Imagined Communities by Benedict Anderson

I picked up this book because there were some questions that needed some answering. As the title suggest, the concept of nation is imagined. It is not concrete, there were many factors that can lead to nationalism and every country has it’s own path.

To name a few, the rise of mass printing and shared stories, the increase demand for public needs where a group of people need to be able organized themselves and not be subjected to a foreign language or ruler, or the shared pilgrimage of education which culminated in the capital city.

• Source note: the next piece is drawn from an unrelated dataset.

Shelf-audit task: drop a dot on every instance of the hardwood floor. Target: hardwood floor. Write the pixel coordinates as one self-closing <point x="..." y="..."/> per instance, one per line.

These factors lead us to believe that our story, and that of someone random and physically far away make us believe that our stories are the same, and that makes us a nation, and we would want to defend that

I keep on asking, if its all just imagined, and its all just a construct, then no ever really belong anywhere. Why is Indonesia and its 17,000 islands a nation? Why is China and Vietnam whose geographical location so close not a nation? How does it make the people feel that they’re part of a nation, and that they’re not part of the other nation? If we are on the border of 2 nations, we could have easily been one or the other. Does that mean anything? In countries where wars are still being fought like South Korea/North Korea, India/Pakistan, it means a lot more than say countries were they are peaceful with each other.

Anderson doesn’t really touch on these questions, he was asking a very different question on a macro level.

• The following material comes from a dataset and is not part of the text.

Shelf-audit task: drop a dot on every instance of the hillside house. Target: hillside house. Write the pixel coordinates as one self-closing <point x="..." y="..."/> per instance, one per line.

Reading this book brought me back to where i was before i started asking these questions, it doesn’t matter. Everything is a construct. There is no real definite answer. Where you were born largely determines your fate.

I was born in an Indonesian-Chinese family where the Chinese have not fully assimilated with the local community. We have created a construct with our shared stories on why we have come here, and why we are still here. If we go back to our original roots, to China, it is another social construct, a new one which have experienced the downfall of the monarchy, communism, the cultural revolution, and the fastest and biggest capitalistic reforms the world has ever seen. It is a different construct, different from when my ancestors immigrated from. Even China in itself is so big, 1.4 billion citizens each with their own different aspirations.

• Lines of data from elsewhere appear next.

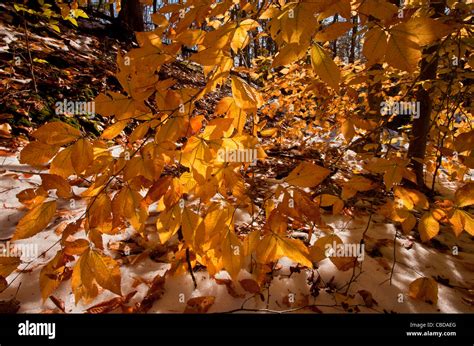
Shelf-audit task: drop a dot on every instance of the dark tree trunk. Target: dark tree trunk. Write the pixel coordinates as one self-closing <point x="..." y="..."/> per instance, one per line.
<point x="421" y="125"/>
<point x="334" y="43"/>
<point x="353" y="40"/>
<point x="131" y="15"/>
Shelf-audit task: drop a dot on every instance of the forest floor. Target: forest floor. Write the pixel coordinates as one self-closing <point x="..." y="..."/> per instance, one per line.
<point x="79" y="63"/>
<point x="387" y="269"/>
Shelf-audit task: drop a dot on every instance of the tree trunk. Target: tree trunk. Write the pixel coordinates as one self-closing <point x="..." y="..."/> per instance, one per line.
<point x="353" y="40"/>
<point x="334" y="43"/>
<point x="131" y="15"/>
<point x="420" y="129"/>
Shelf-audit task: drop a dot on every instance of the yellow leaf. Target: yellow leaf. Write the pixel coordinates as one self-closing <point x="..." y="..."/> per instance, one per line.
<point x="246" y="97"/>
<point x="355" y="184"/>
<point x="462" y="220"/>
<point x="403" y="52"/>
<point x="91" y="269"/>
<point x="317" y="252"/>
<point x="56" y="133"/>
<point x="464" y="141"/>
<point x="348" y="130"/>
<point x="83" y="155"/>
<point x="307" y="174"/>
<point x="375" y="45"/>
<point x="62" y="163"/>
<point x="380" y="9"/>
<point x="114" y="130"/>
<point x="35" y="220"/>
<point x="8" y="265"/>
<point x="37" y="153"/>
<point x="55" y="182"/>
<point x="99" y="211"/>
<point x="428" y="227"/>
<point x="241" y="39"/>
<point x="290" y="53"/>
<point x="273" y="247"/>
<point x="333" y="31"/>
<point x="168" y="223"/>
<point x="425" y="289"/>
<point x="232" y="253"/>
<point x="411" y="198"/>
<point x="426" y="30"/>
<point x="465" y="195"/>
<point x="325" y="67"/>
<point x="52" y="274"/>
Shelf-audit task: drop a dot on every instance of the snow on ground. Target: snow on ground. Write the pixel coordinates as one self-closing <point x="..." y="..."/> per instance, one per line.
<point x="454" y="273"/>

Like i said, Anderson was answering a very different question, it is interesting to read the book and to see how nations are formed. Maybe it given me something to think about, that maybe nation is not something anyone can really belong to, there is no real essence to it.

P.S. This book was really difficult for me to read, especially since many of the concepts and things i’m not familiar with. The author was trying to explain it as concise as possible within 140 pages which made the book very very dense. I believe it could have been 200 pages long, and i could have digest it easier.